Beim 28 Jahre alten Bayern läuft es an den Skisprungschanzen dieser Welt wahlweise »scheiße« oder »beschissen«, wie er selbst gerne und oft auch in ungeschliffenem Dialekt ausspricht. Und ausgerechnet jetzt, wenn Ergebnisse, Form und das nötige Selbstvertrauen fehlen, steht die bedeutende und prestigeträchtige 68. Vierschanzentournee auf dem Programm. Zum Auftakt an diesem Sonntag (17.30 Uhr/ARD und Eurosport) in Oberstdorf gilt der Vorjahreszweite Eisenbichler nicht mal als Geheimtipp - er ist nach schwierigen Wochen nur ein Außenseiter.
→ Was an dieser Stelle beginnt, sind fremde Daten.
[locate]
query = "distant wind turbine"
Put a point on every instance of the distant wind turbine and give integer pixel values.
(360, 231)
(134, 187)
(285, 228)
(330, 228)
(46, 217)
Der Naturbursche aus dem oberbayerischen Siegsdorf versucht, das Tief zehn Monate nach seinem Karriere-Höhepunkt mit dreimal WM-Gold in Seefeld nicht zu sehr an sich herankommen zu lassen. »Ich bin eigentlich ganz positiv. Körperlich bin ich fit, mit dem Springen, das wird schon wieder werden«, sagte »Eisei« in einer Mischung aus Hoffen und Zweckoptimismus. Der große deutsche Leistungsträger ist in dieser Saison bisher nicht er, sondern sein Zimmerkollege und Freund Karl Geiger, der beständig stark unter die besten Fünf springt.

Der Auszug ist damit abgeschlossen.